The Wolf’s Oath

Capítulo Cuatro

La costa de Northumbria, al amanecer

El viento soplaba con fuerza, arrastrando la sal del mar hacia las orillas fangosas. Ragnhildr se paró sobre las rocas, mirando hacia el horizonte, donde las naves vikingas se deslizaban en silencio, como sombras de hierro sobre el agua. El gris del amanecer parecía un presagio, una advertencia, pero ella no lo temía. Había crecido con ese frío, con esa niebla en los pulmones.

Pero algo la inquietaba. Algo más allá de las olas.

—Estamos siendo seguidos —dijo Eadric desde su lugar, encadenado a su lado, con su voz grave pero más tranquila que antes.

Ella lo miró sin sorpresa. Los hombres que los escoltaban eran rudos, no tan astutos.
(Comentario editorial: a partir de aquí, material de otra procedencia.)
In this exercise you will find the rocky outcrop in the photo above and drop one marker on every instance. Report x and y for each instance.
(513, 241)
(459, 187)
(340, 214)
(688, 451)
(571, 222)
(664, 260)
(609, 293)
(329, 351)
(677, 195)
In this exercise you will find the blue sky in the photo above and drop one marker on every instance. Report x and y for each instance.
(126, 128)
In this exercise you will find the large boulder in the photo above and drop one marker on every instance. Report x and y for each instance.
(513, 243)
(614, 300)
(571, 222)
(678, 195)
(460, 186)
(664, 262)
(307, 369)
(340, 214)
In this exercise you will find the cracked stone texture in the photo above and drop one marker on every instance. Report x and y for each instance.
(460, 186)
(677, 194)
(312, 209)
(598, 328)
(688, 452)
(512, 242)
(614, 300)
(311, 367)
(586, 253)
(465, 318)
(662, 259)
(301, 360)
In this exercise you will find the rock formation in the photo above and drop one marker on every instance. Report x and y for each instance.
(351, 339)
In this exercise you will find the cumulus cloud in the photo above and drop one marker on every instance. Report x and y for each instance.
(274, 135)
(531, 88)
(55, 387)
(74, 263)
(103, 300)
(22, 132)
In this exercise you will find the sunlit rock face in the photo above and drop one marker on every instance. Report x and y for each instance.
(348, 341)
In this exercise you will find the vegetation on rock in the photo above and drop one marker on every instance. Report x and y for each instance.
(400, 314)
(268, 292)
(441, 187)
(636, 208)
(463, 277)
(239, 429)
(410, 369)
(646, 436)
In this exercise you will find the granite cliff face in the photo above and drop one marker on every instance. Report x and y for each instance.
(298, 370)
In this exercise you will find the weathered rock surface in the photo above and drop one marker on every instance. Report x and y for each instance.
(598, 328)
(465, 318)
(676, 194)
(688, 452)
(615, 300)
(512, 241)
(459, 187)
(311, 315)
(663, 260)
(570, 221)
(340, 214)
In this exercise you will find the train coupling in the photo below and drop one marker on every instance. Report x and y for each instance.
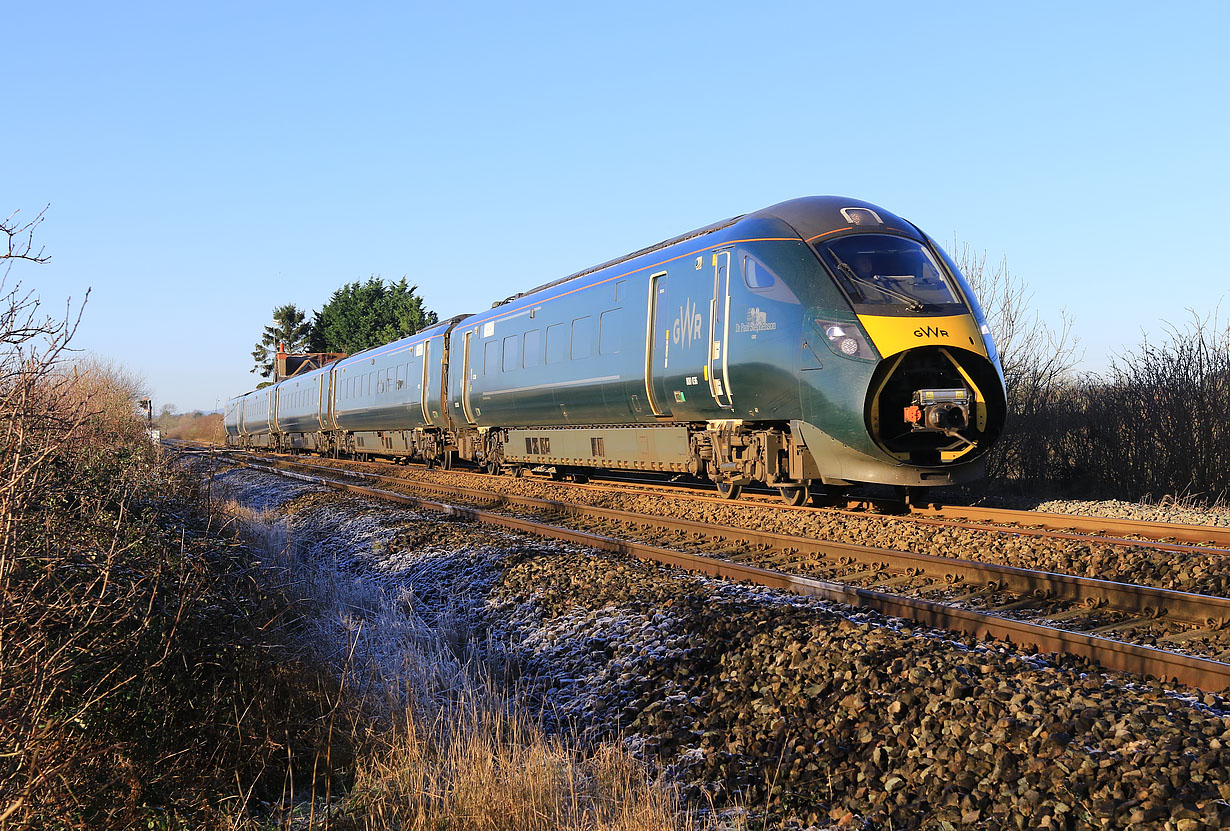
(942, 411)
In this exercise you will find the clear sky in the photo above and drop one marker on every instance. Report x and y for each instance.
(206, 162)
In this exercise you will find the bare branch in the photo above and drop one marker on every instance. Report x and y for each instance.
(20, 237)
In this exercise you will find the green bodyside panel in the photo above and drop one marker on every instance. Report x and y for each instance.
(632, 448)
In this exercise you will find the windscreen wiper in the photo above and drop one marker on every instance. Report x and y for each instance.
(910, 303)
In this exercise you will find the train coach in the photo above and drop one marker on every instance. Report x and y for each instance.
(809, 346)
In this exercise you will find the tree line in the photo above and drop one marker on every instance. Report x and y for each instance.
(358, 316)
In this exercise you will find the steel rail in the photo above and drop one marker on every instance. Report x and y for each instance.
(1190, 539)
(1215, 534)
(1148, 601)
(1111, 654)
La sorpresa venía de él, de ese sajón que no le había visto venir.

—¿Crees que no lo sabía?

—¿Entonces por qué no huimos?

—Porque, a diferencia de ti, no soy tonto. No podemos irnos, no sin tener un plan.

Eadric la observó. Había algo en su postura, algo que le decía que la guerra ya no era solo algo que dominaba su vida, sino algo que la consumía.

—No todos somos guerreros, Ragnhildr.

Ella frunció el ceño, dando la vuelta para enfrentarlo, su voz cargada de una amenaza apenas contenida.

—¿Te crees que soy una guerrera porque me gustan las batallas, sajón? No. Lo soy porque no tengo más opción.

La lluvia comenzó a caer de nuevo, un manto gris que los rodeaba como un velo, borroso y frío. Eadric no pudo decir nada. Había algo en su voz, en su mirada, que le decía que no entendía, y quizás nunca lo entendería. Pero en esos breves momentos, cuando el sonido del mar se mezclaba con el de la tormenta, el vínculo entre ellos comenzó a formarse en lo más profundo del alma. No era compasión. No era deseo.

Era supervivencia.

Un grito lejano rompió el aire. Era un grito vikingo, de guerra, y lo que vino después hizo que el aire se volviera más denso, más pesado. Un grupo de caballeros sajones avanzaba por la costa, armados hasta los dientes, buscando venganza.

Ragnhildr no dudó. Corrió hacia el campamento, saltando sobre las rocas resbaladizas con la agilidad de una loba.

—¡Sujétate, sajón! —gritó.

Eadric no necesitó más. Con una rapidez que sorprendió a todos, levantó su hacha de madera —el único arma que le habían dejado— y corrió tras ella. Su corazón latía con furia, pero algo más latía también. Algo que no podía nombrar, ni siquiera entender.

Las voces de los hombres vikingos retumbaban en la costa, como un rugido antiguo, pero los caballeros sajones ya estaban sobre ellos. La batalla estaba a punto de estallar.

Y entre todo eso, Ragnhildr y Eadric se encontraron en el mismo lado de la guerra, luchando no por gloria, sino por la necesidad de sobrevivir. Los ojos de ella brillaban con la furia de su pueblo, pero cuando se cruzaron con los de Eadric, algo más brilló en sus miradas. Algo que ninguno de los dos estaba preparado para enfrentar.